New England entered the week 11 match-up with a 6-4 record and needed a win to keep up with the Baltimore Colts and the Miami Dolphins in the divisional race. The Eagles, on the other hand, were 3-7 and tried to avoid losing their third straight game.

58,000 spectators saw a relatively close but very sloppy game, played in harsh conditions. This led to both offenses struggling to move the ball consistently. The home team adapted best and took a 7-0 first quarter lead when quarterback Steve Grogan (10/20, 173 yds, 2 TDs, 1 INT) connected with rookie wide receiver Stanley Morgan for a 64-yard touchdown.

The Patriots would pull away even further in the second quarter, when Grogan threw his second touchdown pass of the day – this time it was a 16-yarder to Darryl Stingley. While New England's offense was able to score twice in the first half, the Eagles were shut out. In fact, the visitors would not score until the fourth quarter to make it a 14-6 game.

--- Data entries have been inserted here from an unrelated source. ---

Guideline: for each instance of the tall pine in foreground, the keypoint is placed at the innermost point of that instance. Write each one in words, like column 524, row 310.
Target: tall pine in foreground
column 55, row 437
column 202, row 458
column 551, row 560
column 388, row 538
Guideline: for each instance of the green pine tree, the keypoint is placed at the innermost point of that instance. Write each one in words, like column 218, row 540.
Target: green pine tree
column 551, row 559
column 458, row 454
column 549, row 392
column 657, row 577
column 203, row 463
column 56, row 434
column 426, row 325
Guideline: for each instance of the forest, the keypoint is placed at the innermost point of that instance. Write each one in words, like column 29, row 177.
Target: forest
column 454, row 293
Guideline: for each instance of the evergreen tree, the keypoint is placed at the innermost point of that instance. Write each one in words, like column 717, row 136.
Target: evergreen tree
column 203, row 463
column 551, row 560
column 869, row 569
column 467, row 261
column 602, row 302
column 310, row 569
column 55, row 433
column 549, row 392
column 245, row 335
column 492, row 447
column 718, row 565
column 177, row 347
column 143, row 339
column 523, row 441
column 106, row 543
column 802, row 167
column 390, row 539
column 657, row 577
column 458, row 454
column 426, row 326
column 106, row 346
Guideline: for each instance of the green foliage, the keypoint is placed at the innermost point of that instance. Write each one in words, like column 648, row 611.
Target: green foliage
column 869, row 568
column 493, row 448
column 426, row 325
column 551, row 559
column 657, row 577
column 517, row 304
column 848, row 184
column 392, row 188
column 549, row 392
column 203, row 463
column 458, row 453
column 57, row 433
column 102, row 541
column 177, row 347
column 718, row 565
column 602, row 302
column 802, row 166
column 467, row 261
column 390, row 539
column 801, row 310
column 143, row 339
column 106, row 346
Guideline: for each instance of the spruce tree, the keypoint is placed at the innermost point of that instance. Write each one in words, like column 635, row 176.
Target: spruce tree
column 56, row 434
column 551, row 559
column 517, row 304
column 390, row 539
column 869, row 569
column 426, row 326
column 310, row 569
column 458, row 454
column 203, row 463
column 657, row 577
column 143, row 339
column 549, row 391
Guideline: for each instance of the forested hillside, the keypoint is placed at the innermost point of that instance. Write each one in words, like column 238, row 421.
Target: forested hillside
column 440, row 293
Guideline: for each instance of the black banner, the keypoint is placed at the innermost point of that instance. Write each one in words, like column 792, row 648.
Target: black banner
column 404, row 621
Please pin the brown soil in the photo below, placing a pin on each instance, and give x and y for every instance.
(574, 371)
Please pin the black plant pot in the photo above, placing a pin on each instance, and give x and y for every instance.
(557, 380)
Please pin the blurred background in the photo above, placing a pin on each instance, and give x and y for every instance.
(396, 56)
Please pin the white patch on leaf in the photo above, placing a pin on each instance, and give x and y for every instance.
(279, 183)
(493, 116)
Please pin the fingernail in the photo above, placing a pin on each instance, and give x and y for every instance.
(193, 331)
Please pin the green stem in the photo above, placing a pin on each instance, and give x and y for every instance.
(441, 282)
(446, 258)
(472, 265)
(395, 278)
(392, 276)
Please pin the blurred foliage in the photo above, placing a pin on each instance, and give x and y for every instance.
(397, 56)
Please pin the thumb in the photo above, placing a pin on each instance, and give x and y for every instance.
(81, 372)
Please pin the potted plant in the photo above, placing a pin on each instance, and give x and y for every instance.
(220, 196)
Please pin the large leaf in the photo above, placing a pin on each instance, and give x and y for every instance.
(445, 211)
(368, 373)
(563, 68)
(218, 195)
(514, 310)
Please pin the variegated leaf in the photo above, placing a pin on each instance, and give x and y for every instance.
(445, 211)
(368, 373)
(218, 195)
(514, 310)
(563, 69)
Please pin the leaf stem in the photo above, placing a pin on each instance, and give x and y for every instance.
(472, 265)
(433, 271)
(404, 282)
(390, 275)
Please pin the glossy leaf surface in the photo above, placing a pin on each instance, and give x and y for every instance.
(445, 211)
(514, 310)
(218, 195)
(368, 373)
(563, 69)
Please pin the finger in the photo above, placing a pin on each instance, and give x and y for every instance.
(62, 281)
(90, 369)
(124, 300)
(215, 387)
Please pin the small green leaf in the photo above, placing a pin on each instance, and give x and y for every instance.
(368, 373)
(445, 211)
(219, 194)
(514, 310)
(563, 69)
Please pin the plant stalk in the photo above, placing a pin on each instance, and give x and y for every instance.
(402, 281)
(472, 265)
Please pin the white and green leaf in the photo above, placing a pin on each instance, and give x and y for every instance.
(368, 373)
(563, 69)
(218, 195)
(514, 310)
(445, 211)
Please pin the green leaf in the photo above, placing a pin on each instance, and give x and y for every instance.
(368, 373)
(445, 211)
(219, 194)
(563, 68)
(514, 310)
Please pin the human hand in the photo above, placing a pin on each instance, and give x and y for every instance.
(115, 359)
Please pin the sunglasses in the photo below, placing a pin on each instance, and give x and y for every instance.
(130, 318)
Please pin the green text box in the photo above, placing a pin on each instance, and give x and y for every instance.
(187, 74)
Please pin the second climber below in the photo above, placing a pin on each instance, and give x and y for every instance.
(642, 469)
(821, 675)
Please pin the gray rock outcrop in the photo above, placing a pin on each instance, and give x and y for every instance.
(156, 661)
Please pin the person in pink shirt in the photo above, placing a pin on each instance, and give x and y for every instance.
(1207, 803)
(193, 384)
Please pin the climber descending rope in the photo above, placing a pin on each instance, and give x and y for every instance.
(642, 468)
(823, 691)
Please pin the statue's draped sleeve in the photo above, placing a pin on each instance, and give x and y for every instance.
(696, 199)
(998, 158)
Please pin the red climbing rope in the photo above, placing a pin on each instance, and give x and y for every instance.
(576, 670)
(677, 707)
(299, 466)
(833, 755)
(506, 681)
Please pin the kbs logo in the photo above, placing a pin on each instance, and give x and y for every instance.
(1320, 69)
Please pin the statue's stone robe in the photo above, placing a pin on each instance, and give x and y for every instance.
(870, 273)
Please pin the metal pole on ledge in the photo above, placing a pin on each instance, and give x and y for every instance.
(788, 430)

Neither team was able to generate an offensive rhythm throughout the game due to the weather, and the defenses – particularly New England's – made the best out of this. Chuck Fairbanks' unit registered eight sacks, intercepted Ron Jaworski (15/33, 190 yds, 1 TD, 2 INTs) two times and recovered an Eagles fumble. Overall, the Patriots defense limited its opponent to only 217 yards of offense and – most importantly – six points.

While the Patriots fared only a little better in terms of offensive yardage with 282 yard gained, they were able to score two touchdowns and thus won the game with a score of 14-6. The win kept the team alive in the AFC East playoff race. New England, however, would ultimately miss the tournament with a 9-5 record. The Eagles finished the year 1977 with a 4-10 record.

Philadelphia would also lose to the Patriots the following season before winning the next five contests against New England. Recently, however, the Patriots have held the upper hand against the Eagles: the team has won the last four meetings – among them Super Bowl XXXIX – and will try to extend that streak on Sunday.